Rigorously SITE-SPECIFIC artworks (his constant) that continuously refer to the past and the present; the choice of materials, the composition, the positioning, make these three artworks a personal project. On the edge of a step, a case about to be moved remarks upon the thousands of raids perpetrated in the local necropolis. The Etruscan diva Larthe lies, exposed, inside a wooden case and has the latin name of the river that flows through Tarquinia (now named Marta), clearly ready to be smuggled.

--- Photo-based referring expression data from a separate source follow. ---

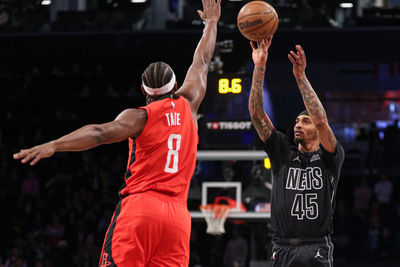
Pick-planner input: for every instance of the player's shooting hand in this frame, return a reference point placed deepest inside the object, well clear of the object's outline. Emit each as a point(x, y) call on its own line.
point(260, 53)
point(34, 154)
point(211, 10)
point(299, 61)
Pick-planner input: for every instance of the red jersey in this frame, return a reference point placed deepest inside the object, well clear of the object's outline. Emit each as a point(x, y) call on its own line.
point(163, 157)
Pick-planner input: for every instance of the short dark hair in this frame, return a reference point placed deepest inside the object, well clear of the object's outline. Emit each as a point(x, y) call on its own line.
point(157, 74)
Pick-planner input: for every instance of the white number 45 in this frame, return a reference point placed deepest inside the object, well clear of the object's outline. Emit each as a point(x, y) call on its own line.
point(305, 205)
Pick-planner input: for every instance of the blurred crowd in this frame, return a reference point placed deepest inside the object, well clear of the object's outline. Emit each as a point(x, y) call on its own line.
point(57, 213)
point(124, 15)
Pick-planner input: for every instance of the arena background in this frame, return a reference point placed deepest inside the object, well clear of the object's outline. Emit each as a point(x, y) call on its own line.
point(65, 63)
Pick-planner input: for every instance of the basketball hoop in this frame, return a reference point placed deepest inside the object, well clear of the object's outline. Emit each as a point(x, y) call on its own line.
point(215, 215)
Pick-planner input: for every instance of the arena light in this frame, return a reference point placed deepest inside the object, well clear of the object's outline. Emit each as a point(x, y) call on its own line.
point(346, 5)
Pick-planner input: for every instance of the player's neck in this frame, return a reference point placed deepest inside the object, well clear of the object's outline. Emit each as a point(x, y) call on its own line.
point(308, 147)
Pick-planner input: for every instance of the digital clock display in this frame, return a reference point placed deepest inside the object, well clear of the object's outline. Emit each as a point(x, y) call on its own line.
point(233, 86)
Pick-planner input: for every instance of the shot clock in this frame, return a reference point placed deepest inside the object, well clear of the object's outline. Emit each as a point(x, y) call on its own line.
point(230, 85)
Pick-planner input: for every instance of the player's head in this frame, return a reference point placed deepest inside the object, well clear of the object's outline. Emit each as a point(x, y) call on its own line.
point(158, 79)
point(304, 129)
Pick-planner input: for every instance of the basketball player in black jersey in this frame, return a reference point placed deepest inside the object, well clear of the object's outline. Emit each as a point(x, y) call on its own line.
point(305, 176)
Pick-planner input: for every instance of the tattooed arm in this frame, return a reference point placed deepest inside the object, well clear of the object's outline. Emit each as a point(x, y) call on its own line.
point(311, 101)
point(260, 119)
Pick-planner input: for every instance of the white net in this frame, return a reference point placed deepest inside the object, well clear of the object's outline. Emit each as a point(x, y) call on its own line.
point(215, 215)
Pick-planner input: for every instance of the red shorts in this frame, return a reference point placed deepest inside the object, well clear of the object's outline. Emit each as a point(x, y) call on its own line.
point(147, 230)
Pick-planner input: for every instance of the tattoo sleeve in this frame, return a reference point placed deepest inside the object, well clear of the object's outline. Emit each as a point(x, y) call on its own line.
point(317, 114)
point(259, 118)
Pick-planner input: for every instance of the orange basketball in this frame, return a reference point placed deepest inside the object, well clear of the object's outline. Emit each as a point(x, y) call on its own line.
point(257, 20)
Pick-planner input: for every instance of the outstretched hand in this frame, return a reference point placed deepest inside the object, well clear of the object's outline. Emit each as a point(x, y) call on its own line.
point(260, 53)
point(299, 61)
point(211, 10)
point(34, 154)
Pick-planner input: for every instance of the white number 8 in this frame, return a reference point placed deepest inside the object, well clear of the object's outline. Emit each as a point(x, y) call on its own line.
point(173, 153)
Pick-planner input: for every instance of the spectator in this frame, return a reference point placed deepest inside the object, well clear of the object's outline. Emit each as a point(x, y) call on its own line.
point(383, 190)
point(362, 196)
point(373, 147)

Prospectively, just behind, we find a silent procession… …reproducing the only staircase inside the church, Nero enacts an incredible recalling to the space’s primigenial function. A series of figures, inspired by the closest capital (the only one sculpted with animal-shaped figures in the whole church), remain in sequence, severe, in that absorbed procession, made of sacrifice and passion, that is a characteristic of Christianity’s system of beliefs.
Another zoomorphic figure, a virtuous and pale monster with the face covered in wings and feathers, sits calm, not that far away. It is as if a gothic gargoyle was tired of managing the sacred place’s water drain and decided to find shelter and wait for a better day.
In three visionary and smart moves, Nero, like a strategist, gets to the point by creating a series of highly evoking artworks, which try the space and give a new perspective to the observer.